She has been in First Teacher since 2019, spending two years as a parent participant and working three years as a parent leader. She has run the well-attended book club for adults for the past three years. Last year, she launched the “all-abilities group” in Dorchester, Mattapan, and Roxbury, an inclusive space for black and brown parents with children with different-abilities (First Teacher prefers the term “different abilities” to “disability” because they believe and want to focus on that everyone can learn and grow, regardless of their abilities). This group has been well received, with 10 families attending so far. “Society can be unforgiving sometimes, and how you respond to that plays a big role in raising your children and yourself,” she explained.

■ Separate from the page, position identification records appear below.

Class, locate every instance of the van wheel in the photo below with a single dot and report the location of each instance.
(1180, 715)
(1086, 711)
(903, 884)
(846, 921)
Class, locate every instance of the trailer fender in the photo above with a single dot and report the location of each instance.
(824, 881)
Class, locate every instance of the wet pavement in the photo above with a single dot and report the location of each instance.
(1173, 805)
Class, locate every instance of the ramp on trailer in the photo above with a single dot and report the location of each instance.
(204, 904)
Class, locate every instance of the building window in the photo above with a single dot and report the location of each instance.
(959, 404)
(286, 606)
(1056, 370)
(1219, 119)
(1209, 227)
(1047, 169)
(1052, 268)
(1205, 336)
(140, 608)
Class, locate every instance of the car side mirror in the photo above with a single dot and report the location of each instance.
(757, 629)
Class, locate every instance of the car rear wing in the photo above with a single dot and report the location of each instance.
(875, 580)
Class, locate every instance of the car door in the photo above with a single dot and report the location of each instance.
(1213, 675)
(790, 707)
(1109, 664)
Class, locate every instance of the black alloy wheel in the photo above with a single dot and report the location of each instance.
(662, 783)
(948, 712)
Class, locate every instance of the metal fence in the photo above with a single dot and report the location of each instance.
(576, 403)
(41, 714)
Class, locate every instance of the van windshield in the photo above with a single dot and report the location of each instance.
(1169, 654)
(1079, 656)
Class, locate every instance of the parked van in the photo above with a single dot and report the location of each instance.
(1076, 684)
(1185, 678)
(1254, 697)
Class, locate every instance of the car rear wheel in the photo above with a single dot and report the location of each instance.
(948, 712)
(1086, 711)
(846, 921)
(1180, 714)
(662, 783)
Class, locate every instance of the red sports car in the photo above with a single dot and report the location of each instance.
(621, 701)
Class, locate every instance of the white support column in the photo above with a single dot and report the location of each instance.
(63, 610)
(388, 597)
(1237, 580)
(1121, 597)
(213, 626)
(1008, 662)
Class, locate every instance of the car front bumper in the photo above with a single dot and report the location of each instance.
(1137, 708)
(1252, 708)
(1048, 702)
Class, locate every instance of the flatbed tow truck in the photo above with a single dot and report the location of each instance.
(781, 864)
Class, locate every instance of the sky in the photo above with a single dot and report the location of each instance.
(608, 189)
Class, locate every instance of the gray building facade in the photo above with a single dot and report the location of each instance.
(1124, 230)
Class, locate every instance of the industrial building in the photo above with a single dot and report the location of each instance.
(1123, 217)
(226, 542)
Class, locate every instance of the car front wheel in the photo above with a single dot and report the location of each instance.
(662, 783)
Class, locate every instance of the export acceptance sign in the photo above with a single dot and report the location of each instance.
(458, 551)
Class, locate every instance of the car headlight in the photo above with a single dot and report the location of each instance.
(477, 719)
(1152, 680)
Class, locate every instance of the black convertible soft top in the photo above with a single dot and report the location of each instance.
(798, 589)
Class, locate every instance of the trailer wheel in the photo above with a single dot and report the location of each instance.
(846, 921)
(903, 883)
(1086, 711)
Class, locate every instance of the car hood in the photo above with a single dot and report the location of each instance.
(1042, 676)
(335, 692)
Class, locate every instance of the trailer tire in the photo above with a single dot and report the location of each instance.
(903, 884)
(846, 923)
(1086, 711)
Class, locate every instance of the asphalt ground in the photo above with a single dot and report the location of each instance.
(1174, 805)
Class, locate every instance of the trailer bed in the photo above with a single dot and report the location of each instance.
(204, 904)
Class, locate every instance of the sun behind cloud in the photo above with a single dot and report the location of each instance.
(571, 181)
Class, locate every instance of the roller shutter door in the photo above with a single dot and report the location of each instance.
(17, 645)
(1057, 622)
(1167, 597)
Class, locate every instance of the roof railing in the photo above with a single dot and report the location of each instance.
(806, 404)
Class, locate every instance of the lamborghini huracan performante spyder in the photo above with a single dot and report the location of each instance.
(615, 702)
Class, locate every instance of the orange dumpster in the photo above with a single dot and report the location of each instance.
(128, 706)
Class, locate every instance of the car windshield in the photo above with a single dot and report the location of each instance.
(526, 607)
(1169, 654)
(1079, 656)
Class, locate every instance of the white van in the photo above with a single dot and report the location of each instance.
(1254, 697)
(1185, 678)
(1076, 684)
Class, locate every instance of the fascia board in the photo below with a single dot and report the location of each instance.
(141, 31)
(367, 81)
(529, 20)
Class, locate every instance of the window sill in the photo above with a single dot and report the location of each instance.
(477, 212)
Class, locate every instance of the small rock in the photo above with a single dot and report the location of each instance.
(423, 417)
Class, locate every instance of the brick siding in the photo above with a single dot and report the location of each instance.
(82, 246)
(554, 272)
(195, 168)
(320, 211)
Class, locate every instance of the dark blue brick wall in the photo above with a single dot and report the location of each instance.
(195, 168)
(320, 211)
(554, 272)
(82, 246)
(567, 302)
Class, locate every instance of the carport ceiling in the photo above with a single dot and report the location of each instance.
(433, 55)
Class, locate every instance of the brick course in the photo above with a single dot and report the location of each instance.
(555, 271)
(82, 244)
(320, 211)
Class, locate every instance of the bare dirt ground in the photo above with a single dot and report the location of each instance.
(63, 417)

Latisha is excited to see this group grow and is already planning for the next step. Her son is hard of hearing, and she knows there is a need for a space for parents of children with hearing loss. She sees First Teacher as a steppingstone to a career in advocacy for kids with different-abilities. “Before I had my son, I wasn’t sure where I wanted to use my psychology degree, but now I know exactly what I want to do, developing a solid support network of other parents and helping them find their strength,” she affirmed.
First Teacher has been like a second home for many families. Latoya and her son are one of those families. Latoya Johnson was a shy and introverted child who struggled to keep up with her peers academically and socially. When she had her son, she wanted to be a resource to help him reach his full potential at school, trying reading programs and taking him to any community center that offered educational programs.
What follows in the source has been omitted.